The testosterone 5α-reductase inhibitor and the androgen receptor binding inhibitor of the present invention are safe and have excellent testosterone 5α-reductase inhibitory activity and androgen receptor binding inhibitory activity.
Therefore, by using such an inhibitor, a hair preparation that is effective and effective in improving various unfavorable symptoms such as male pattern baldness, hair loss, seborrhea and the like without blending various drugs. , Skin cosmetics and the like can be provided.

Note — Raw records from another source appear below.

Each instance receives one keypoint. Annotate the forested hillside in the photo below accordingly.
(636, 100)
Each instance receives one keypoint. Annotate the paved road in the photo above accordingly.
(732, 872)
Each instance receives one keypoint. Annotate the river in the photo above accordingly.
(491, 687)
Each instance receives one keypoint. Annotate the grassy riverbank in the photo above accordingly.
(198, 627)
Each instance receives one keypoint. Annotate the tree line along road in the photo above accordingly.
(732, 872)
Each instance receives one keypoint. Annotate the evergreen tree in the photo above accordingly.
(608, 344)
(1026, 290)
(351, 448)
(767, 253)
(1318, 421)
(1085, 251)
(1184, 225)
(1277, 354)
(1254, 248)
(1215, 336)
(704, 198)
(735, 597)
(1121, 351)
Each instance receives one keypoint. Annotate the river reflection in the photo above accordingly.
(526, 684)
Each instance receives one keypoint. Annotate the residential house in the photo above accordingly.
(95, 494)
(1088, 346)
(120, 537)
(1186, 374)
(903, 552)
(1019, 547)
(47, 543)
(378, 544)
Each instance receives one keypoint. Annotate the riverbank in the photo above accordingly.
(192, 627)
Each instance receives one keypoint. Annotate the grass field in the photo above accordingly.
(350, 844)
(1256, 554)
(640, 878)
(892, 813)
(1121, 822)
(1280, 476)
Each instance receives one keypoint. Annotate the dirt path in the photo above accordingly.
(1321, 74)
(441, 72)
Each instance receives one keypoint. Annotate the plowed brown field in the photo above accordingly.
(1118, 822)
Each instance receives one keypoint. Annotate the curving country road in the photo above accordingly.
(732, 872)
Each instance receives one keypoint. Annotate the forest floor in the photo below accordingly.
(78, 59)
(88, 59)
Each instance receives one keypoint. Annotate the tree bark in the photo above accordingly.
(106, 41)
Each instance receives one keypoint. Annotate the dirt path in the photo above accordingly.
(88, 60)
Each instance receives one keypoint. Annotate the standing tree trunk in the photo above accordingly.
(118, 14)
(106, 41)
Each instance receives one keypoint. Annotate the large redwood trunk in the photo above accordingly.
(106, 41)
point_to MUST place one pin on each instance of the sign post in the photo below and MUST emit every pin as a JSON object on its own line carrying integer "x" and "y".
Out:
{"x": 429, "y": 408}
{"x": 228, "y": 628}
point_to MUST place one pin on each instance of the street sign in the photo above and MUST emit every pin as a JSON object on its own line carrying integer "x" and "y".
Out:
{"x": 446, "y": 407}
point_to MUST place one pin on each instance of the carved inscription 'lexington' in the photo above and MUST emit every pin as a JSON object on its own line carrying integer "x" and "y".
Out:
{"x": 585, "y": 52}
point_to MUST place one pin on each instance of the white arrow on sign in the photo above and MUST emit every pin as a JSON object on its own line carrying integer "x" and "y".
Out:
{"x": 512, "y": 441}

──────────────────────────────────────────────────続 き Continued on the front page (51) Int.Cl. ⁷ Identification symbol FI Theme coat ゛ (Reference) A61K 7/00 A61K 7/00 K 7/06 7/06 7/48 7/48 A61P 13/08 A61P 13 / 08 17/00 17/00 17/08 17/08 17/14 17/14 43/00 111 43/00 111 (72) Inventor Yoshihito Kawashima 14703 Mukoto-cho, Onomichi-shi, Hiroshima 10 Maruzen Pharmaceutical Co., Ltd. (72) Inventor Naoko Kishida 14703, Mukoto-cho, Onomichi-shi, Hiroshima F-term within Maruzen Pharmaceutical Co., Ltd. AD532 AD662 CC05 CC33 CC37 CC38 CC39 DD23 DD27 DD31 EE13 EE22 4C088 AB43 AB62 AB63 AB66 AB67 AC02 AC04 AC06 AC11 BA08 BA09 BA10 CA03 CA11 MA07 MA63 NA14 ZA81 ZA89 ZA92 ZC03 ZC20

Claims (4)

[Claims] Claims: 1. Chilite, Jamanemandro, Timul,
1 selected from the group consisting of Pashanhead and Padamkar
A testosterone 5α-reductase inhibitor comprising a species or two or more plant extracts. 2. Chillite, Jamanemandro, Timul,
1 selected from the group consisting of Pashanhead and Padamkar
An androgen receptor binding inhibitor comprising a species or two or more plant extracts. 3. A hair preparation comprising the testosterone 5α-reductase inhibitor according to claim 1 and / or the androgen receptor binding inhibitor according to claim 2. 4. A skin cosmetic comprising the testosterone 5α-reductase inhibitor according to claim 1 and / or the androgen receptor binding inhibitor according to claim 2.